50 Lessons After 50:

5

Most people seek fairness and can tolerate criticism if it is fair and focused on helping them grow

Interesting studies on fairness have shown the ontology of the two forms of fairness differ quite significantly. The recognition that an event or behavior is unfair to me is universal and is well developed at an early age. This sense of fairness seems unaffected by social mores or the type of environment in which children mature. In contrast, the recognition that an event or behavior is unfair to others develops much later and is influenced by the social mores and the environment in which children mature. Arguably, the most egregious example of this is slavery. Most children who had grown up as masters in an area in which slavery was the norm, developed a less robust and flawed ability to recognize unfairness to others. Sociopaths never develop this form of fairness or they simply don’t care.
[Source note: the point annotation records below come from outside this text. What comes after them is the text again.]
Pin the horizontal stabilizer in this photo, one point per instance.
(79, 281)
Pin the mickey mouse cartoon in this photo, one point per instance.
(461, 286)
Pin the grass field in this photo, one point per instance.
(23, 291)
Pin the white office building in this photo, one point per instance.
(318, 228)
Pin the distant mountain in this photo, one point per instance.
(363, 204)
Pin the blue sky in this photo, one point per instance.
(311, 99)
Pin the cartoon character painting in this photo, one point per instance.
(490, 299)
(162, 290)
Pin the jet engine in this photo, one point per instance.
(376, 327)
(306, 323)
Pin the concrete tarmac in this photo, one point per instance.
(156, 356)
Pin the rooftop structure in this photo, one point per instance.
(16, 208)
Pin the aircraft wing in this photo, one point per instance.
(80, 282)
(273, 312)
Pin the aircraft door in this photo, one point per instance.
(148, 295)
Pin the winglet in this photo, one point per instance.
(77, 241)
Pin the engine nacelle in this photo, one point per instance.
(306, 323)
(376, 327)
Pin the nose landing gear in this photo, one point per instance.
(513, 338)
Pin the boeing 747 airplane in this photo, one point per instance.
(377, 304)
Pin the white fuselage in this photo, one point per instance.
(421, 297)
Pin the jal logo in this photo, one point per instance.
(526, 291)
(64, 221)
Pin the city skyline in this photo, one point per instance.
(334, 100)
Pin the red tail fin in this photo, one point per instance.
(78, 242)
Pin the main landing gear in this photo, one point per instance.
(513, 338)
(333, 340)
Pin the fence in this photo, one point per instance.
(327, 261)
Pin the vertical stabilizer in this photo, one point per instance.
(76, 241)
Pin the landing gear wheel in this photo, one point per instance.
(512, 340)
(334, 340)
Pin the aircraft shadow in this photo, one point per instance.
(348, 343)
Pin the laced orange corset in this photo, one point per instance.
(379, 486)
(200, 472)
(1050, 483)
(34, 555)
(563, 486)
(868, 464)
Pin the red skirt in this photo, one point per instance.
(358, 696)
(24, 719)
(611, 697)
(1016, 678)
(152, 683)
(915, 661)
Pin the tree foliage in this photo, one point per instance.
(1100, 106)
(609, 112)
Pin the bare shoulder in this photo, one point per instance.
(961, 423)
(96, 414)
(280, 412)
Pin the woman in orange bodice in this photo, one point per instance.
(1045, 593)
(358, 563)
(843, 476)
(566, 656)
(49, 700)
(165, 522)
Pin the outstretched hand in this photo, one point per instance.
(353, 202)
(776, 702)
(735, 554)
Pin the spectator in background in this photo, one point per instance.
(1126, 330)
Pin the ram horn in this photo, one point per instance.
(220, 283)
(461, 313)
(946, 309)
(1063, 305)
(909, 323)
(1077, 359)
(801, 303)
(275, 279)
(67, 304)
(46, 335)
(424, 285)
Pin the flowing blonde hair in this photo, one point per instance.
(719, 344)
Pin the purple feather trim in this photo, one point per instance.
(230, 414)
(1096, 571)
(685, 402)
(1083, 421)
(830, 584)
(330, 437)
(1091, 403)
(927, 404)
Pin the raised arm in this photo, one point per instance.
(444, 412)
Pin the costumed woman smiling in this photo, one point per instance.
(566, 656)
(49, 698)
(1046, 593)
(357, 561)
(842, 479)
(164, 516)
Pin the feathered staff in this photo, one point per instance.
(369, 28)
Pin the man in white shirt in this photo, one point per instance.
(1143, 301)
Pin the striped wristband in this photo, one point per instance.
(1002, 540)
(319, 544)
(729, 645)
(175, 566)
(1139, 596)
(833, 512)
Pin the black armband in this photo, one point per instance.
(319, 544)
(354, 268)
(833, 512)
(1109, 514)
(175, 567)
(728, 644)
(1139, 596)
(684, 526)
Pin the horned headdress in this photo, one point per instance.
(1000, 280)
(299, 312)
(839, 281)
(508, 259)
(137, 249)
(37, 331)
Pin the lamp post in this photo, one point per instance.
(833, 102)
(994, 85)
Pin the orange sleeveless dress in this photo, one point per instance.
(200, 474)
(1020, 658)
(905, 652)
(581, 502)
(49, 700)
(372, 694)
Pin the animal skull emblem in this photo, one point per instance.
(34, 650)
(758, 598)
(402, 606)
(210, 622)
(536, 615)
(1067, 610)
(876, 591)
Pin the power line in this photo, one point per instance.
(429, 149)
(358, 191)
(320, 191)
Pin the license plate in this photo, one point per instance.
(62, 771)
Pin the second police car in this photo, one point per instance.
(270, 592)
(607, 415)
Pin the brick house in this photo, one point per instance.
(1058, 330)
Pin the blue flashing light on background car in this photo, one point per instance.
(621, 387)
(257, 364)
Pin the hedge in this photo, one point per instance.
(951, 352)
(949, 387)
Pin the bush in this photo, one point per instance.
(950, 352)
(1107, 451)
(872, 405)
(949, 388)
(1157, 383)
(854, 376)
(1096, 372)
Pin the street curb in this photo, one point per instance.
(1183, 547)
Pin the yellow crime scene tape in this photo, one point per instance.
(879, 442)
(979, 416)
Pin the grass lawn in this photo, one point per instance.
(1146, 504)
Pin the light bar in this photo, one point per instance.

In organizations I have led, I emphasized that the indivisible unit of value is the individual and that leaders and managers had no right to be deliberately unfair to an individual no matter how important the justification and that I believe deeply. It is also a slippery slope. If you can justify being unfair to an individual in one instance, it is likely that you will do it again. More importantly, the people you lead will see your behavior and the required trust will be lost. I believe that to be consistently fair, one must err on the side of generosity to all, but to be deliberately generous to one individual is, by definition, unfair to others in the organization.